Shows to big of a difference between estimated and actual row counts. Are these tables analyzed often enough?

Regards,
Igor Neyman

> -----Original Message-----
> From: Kirk Wythers [mailto:kwythers(at)umn(dot)edu]
> Sent: Friday, January 18, 2013 11:15 AM
> To: Igor Neyman
> Cc: Kirk Wythers; pgsql-general(at)postgresql(dot)org
> Subject: Re: [GENERAL] speeding up a join query that utilizes a view
>
>
> On Jan 18, 2013, at 10:05 AM, Igor Neyman <ineyman(at)perceptron(dot)com>
> wrote:
>
> > Kirk,
> >
> > Are you doing un-pivoting in most of your queries?
> > Did you try normalized design for fifteen_minute table?
> > Is there specific reason for de-normalization?
> >
> > Regards,
> > Igor Neyman
>
> Thanks Igor. The only reason I'm de-normalizing with unnest, is so I
> can perform a join on variable_name with the table "data_key". I't kind
> of a crazy design, but it is what I was given to work with.
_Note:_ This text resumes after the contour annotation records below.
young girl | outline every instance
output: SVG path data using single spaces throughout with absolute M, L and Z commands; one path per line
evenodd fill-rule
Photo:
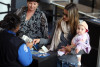
M 76 53 L 78 53 L 80 50 L 84 50 L 85 53 L 89 53 L 91 50 L 90 46 L 90 38 L 88 34 L 88 25 L 85 21 L 81 20 L 78 24 L 77 34 L 72 39 L 71 45 L 68 45 L 66 47 L 63 47 L 60 51 L 64 50 L 62 52 L 62 55 L 65 53 L 69 53 L 72 48 L 75 48 Z M 60 53 L 61 54 L 61 53 Z M 81 55 L 77 55 L 78 57 L 78 66 L 81 66 Z

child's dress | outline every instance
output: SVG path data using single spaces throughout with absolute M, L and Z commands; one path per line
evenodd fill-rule
M 85 33 L 83 35 L 76 35 L 73 39 L 72 39 L 72 43 L 76 45 L 76 49 L 78 50 L 84 50 L 86 53 L 89 53 L 91 50 L 91 46 L 90 46 L 90 38 L 89 38 L 89 34 Z

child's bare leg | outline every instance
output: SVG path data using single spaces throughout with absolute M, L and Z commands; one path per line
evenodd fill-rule
M 78 67 L 81 66 L 81 55 L 77 55 L 77 58 L 78 58 Z

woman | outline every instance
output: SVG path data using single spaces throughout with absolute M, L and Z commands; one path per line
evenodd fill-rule
M 79 14 L 76 5 L 73 3 L 66 5 L 63 14 L 63 17 L 56 25 L 50 47 L 51 51 L 58 51 L 62 46 L 71 44 L 71 40 L 76 34 L 79 23 Z M 73 50 L 68 55 L 59 56 L 58 59 L 57 67 L 69 67 L 69 65 L 77 67 L 77 57 Z
M 0 67 L 23 67 L 32 63 L 30 49 L 33 42 L 25 43 L 16 36 L 20 27 L 20 18 L 15 14 L 8 14 L 0 21 Z
M 48 23 L 45 14 L 39 10 L 39 0 L 27 0 L 27 7 L 17 10 L 21 17 L 19 36 L 27 35 L 34 39 L 34 44 L 41 47 L 48 43 Z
Here is the
> join that takes so dang long to perform:
>
> SELECT
> data_key.site,
> data_key.canopy,
> data_key.measurement_interval,
> data_key.treatment_code,
> data_key.treatment_abbr,
> data_key.plot,
> fifteen_min_stacked_propper.*
> FROM
> data_key,
> fifteen_min_stacked_propper
> WHERE
> data_key.variable_channel = fifteen_min_stacked_propper.variable
> AND data_key.block_name = fifteen_min_stacked_propper.block_name
> --AND 2012 = EXTRACT(YEAR FROM time2)
> --AND fifteen_min_stacked_propper.block_name ~ 'b4warm_[ace]'
> --AND fifteen_min_stacked_propper.value IS NOT NULL AND
> fifteen_min_stacked_propper.variable ~ 'tsoil'
>
> The whole point of the de-normalized table
> "fifteen_min_stacked_propper" is so that variable names in
> fifteen_min_stacked_propper.variable can be used to join on
> data_key.variable_channel.
>
> Does that make sense?
>
> Kirk
>
>
> >
> >> -----Original Message-----
> >> From: Kirk Wythers [mailto:kwythers(at)umn(dot)edu]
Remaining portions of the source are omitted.